Nevermind any of the postgame talking points, the Jets are making things very difficult on themselves. True, a brutal three-game road trip is over, and maybe the rebound is bound to begin because of that happy piece of news. After all, as Tomlinson took pains to point out, New York is 2-0 at home, and 0-3 on the road this season. Next Monday night's home game against winless Miami (0-4) means the schedule is about to turn softer, then comes a visit from San Diego and a revitalizing bye week awaits in Week 8.
But getting in the habit of sugar-coating things can be dangerous for any losing team, especially one that seemingly feeds off its own confidence level as much as Ryan's club. At 2-3, the Jets can't afford to fall much further behind Buffalo and New England and still harbor dreams of hitting the playoffs with one of the AFC's top two or three seeds, if they make the dance at all. That's what a three-game losing streak can do to a contender, and maybe New York could use a little of that cold reality splashed in its face about now.
"I never thought I would be here, losing three straight,'' Ryan said. "But that's where we are right now. We've earned it, and we've got to get better. I have seen this team, and it's a resilient team. I think we'll be right there and I think we'll get better. You know, we are the only NFL team in history to go to the playoffs having overcome two three-game losing streaks (as a No. 6 seed wild card in 2009). We've been down that road before, but to get back to winning, you have to roll your sleeves up and get after it.
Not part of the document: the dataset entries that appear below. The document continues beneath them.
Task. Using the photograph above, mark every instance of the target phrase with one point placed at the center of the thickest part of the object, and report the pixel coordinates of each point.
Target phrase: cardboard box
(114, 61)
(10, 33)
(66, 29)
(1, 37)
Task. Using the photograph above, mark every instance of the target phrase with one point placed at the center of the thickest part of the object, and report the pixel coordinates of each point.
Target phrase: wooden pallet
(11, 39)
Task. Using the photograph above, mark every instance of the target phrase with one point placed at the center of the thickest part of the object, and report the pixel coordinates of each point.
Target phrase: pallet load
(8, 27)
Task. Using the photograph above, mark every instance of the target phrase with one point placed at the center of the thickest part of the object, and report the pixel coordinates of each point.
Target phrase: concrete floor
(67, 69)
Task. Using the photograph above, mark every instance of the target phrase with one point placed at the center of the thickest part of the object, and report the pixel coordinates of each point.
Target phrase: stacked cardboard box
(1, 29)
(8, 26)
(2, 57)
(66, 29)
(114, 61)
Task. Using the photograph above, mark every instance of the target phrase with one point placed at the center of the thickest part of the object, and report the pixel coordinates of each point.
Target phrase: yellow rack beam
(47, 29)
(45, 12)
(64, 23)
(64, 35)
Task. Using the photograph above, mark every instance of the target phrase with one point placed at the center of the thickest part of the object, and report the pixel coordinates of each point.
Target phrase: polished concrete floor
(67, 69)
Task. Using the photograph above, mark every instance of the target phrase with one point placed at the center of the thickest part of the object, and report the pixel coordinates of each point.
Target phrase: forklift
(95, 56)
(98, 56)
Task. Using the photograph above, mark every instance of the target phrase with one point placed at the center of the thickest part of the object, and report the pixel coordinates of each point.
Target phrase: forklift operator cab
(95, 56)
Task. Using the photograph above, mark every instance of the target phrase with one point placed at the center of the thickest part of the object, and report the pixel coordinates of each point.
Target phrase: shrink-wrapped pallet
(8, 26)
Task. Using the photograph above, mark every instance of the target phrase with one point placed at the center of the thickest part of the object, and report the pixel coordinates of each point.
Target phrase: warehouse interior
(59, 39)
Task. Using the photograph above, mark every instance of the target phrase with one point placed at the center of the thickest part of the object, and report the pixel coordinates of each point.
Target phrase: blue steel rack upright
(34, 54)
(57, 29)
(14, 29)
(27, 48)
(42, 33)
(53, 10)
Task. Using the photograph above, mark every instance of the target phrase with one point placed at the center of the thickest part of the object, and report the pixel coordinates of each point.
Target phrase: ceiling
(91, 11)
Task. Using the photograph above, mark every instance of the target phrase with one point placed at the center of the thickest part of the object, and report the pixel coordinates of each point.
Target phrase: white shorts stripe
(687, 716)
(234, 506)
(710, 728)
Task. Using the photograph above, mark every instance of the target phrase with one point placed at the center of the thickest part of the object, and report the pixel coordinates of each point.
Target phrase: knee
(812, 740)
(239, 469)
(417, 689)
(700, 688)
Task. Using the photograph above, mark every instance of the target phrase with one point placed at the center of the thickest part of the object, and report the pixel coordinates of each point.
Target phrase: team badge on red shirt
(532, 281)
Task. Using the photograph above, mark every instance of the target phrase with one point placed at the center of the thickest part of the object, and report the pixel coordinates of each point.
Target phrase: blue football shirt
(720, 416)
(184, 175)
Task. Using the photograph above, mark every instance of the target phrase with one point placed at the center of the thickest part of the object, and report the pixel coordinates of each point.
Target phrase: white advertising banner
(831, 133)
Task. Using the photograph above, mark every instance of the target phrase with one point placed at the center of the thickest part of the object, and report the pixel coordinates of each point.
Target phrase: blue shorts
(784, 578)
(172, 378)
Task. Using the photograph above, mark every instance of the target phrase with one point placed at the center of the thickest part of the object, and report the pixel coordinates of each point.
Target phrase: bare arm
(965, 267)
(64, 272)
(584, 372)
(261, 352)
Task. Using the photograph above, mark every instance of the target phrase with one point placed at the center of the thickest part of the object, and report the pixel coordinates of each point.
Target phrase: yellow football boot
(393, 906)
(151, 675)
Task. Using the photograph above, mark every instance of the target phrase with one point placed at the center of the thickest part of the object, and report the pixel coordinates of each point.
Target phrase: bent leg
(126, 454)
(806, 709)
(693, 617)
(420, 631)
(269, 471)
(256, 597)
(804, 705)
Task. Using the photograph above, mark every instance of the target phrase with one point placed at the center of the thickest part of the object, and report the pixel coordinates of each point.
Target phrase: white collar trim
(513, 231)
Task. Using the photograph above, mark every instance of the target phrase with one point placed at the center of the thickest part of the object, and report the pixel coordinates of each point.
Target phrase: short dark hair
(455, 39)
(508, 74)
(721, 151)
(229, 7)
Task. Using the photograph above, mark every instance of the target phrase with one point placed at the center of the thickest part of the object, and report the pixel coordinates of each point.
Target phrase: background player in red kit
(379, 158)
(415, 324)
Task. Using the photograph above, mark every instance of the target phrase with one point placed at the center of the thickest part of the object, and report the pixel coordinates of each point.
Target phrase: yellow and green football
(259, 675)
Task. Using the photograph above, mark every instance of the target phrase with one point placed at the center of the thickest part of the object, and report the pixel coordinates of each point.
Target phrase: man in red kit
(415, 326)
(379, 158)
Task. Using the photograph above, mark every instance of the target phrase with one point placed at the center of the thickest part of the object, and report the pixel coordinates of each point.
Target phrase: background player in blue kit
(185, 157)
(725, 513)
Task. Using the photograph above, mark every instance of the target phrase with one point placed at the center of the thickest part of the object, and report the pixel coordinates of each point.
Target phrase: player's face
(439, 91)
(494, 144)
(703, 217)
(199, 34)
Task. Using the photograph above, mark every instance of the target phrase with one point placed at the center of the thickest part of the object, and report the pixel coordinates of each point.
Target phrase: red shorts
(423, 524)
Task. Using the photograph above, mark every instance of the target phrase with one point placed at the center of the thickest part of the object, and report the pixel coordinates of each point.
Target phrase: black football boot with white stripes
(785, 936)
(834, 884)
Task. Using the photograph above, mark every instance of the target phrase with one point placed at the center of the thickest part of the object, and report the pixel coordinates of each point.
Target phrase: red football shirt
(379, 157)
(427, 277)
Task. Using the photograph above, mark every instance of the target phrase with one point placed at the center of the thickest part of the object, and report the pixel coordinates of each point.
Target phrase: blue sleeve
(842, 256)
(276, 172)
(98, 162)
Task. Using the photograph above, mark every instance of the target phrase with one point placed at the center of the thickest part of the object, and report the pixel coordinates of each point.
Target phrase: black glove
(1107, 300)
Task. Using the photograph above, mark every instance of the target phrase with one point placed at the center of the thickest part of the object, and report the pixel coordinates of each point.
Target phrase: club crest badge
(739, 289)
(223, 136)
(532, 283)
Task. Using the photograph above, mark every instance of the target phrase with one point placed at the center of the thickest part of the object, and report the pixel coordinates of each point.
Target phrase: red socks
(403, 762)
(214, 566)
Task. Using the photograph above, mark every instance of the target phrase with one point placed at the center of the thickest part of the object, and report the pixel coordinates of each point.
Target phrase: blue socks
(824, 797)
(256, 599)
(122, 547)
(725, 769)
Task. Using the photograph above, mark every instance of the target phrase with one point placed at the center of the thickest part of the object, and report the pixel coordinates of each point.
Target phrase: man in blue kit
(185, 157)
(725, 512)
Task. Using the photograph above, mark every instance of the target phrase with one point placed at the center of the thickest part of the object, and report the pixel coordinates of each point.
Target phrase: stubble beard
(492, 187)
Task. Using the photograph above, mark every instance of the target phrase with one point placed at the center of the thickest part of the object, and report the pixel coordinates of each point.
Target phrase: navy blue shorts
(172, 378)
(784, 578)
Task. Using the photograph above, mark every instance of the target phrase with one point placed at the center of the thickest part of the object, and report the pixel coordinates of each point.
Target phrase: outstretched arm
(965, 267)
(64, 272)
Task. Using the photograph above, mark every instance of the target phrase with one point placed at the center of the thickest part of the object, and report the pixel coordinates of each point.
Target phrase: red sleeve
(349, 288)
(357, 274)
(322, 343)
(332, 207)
Start working and preparing and believing in each other and we can turn the tide.''
If anyone got the tone right in the wake of this latest Jets loss, to me it was Sanchez, the team's third-year quarterback and an emerging team leader. When a reporter asked Sanchez if this New York team now needs to change its mentality, forgetting about the goal of securing a home playoff game and a division title, and just grind away for the next 11 games, Sanchez dropped into a modified Jim Mora-like mode with his answer.
"Forget about the postseason right now,'' said Sanchez (think Mora's "Playoffs?!! Playoffs?!!''). "It's not like we're out of this thing, but we need to just win. Just win [and] get back to our winning ways and be better on third down -- that's what got us beat tonight. It's got to start against Miami. But forget where we're going to be seeded and all that. It doesn't matter. We just need to win. This is a little different territory, so we're going to see what a lot of guys are made of on this team.''
That's the mentality Ryan and his reeling Jets need right now. Nothing matters but winning. Not the improvement in the running game. Not the better balance on offense that still ended up producing an L. Not the lack of turnovers, or better pass protection afforded Sanchez, or increased red-zone execution. Taking a page from the late, great Al Davis, whose death loomed over this NFL weekend like a sad coda, the Jets need to just win, Baby. Victory has a way of taking care of everything.
And while they're at it, the Jets need to all start talking like the Jets again. Seeking out silver linings may be fine for some, but they don't play all that well in New York. I'm guessing Ryan and his players know that already, but if they don't, it's something they should soon learn.